# Geometric progression

(Redirected from Geometric series)

In mathematics, a geometric progression (also known as a geometric sequence, and, inaccurately, as a geometric series; see below) is a sequence of numbers such that the quotient of any two successive members of the sequence is a constant called the common ratio of the sequence.

Thus without loss of generality a geometric sequence can be written as

$a_1=ar^0=a,ar^1=ar,ar^2,ar^3,...\,$

where r ≠ 0 is the common ratio and a is a scale factor. Thus the common ratio gives a family of geometric sequences whose starting value is determined by the scale factor. Pedantically speaking, the case r = 0 ought to be excluded, since the common ratio is not even defined; but the sequence that is always 0 is included, by convention.

## Formulae

Progressions allow the use of a few simple formulae to find each term. The nth term can be defined as

$a_n = a\,r^{n-1} \quad \mbox{where n is an integer such that }n \ge 1$

The common ratio is then

$r=\left(\frac{a_n}{a}\right)^{1/(n-1)} \quad \mbox{where n is an integer such that }n \ge 2$

and the scale factor is

$a=\frac{a_n}{r^{n-1}}.$

## Examples

A sequence with a common ratio of 2 and a scale factor of 1 is

1, 2, 4, 8, 16, 32, ....

A sequence with a common ratio of 2/3 and a scale factor of 729 is

729 (1, 2/3, 4/9, 8/27, 16/81, 32/243, 64/729, ....) = 729, 486, 324, 216, 144, 96, 64, ....

A sequence with a common ratio of −1 and a scale factor of 3 is

3 (1, −1, 1, −1, 1, −1, 1, −1, 1, −1, ....) = 3, −3, 3, −3, 3, −3, 3, −3, 3, −3, ....

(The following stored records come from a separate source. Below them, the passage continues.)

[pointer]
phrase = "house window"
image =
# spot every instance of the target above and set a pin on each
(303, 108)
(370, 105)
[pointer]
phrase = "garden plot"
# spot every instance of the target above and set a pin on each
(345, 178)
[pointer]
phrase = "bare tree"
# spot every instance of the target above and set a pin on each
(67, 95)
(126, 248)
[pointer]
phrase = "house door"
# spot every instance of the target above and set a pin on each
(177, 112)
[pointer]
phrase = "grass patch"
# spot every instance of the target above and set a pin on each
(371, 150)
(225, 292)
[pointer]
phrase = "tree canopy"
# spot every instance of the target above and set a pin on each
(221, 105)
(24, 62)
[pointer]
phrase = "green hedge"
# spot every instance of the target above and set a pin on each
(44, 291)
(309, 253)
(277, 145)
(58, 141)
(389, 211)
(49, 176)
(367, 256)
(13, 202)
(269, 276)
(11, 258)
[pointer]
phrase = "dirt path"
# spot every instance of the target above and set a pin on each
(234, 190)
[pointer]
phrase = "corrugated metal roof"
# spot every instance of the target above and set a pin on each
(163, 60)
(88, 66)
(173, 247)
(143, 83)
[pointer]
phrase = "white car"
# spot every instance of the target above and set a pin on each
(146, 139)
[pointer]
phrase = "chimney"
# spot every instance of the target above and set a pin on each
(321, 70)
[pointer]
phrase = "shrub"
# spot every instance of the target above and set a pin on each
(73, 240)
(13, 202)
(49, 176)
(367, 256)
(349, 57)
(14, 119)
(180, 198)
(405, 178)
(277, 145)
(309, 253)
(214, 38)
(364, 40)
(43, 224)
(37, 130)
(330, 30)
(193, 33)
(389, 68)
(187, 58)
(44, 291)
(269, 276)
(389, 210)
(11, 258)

A non-zero geometric progression shows exponential growth or exponential decay.

If the common ratio is:

Compare this with an arithmetic progression showing linear growth (or decline) such as 4, 15, 26, 37, 48, .... Note that the two kinds of progression are related: taking the logarithm of each term in a geometric progression yields an arithmetic one.

## Geometric series

A geometric series is, strictly speaking, the sum of the numbers in a geometric progression:

$\sum_{k=0}^{n} x^k = x^0+x^1+x^2+x^3+...+x^n \,$

We can find a simpler formula for this sum by multiplying both sides of the above equation by $(1-x)\,$ and we'll see that

$(1-x) \sum_{k=0}^{n} x^k = 1-x^{n+1}\,$

since all the other terms cancel. Rearranging gives the convenient formula for a geometric series:

$\sum_{k=0}^{n} x^k = \frac{1-x^{n+1}}{1-x}$

Note: If one were to begin the sum not from 0, but from a higher term, say m, then

$\sum_{k=m}^n x^k=\frac{x^m-x^{n+1}}{1-x}$

Differentiating the sum with respect to x allows us to arrive at formulae for sums of the form

$\sum_{k=0}^n k^s x^k$

For example:

$\frac{d}{dx}\sum_{k=0}^nx^k = \sum_{k=0}^nkx^{k-1}= \frac{1-x^{n+1}}{(1-x)^2}-\frac{(n+1)x^n}{1-x}$

### Infinite geometric series

An infinite geometric series is an infinite series whose successive terms have a common ratio. Such a series converges if and only if the absolute value of the common ratio is less than one. Its value can then be computed from the finite sum formulae by setting terms containing xn to zero:

$\sum_{k=0}^\infty x^k=\frac{1}{1-x}$

or, in cases where the sum does not start at k = 0,

$\sum_{k=a}^\infty x^k=\frac{x^a}{1-x}$

Both are valid only for |x| < 1. This last formula is actually valid in every Banach algebra, as long as the norm of x is less than one, and also in the field of p-adic numbers if |x|p < 1. As in the case for a finite sum, we can differentiate to calculate formulae for related sums. For example:

$\frac{d}{dx}\sum_{k=0}^\infty x^k = \sum_{k=0}^\infty kx^{k-1}= \frac{1}{(1-x)^2}$

This formula only works for |x| < 1, as well.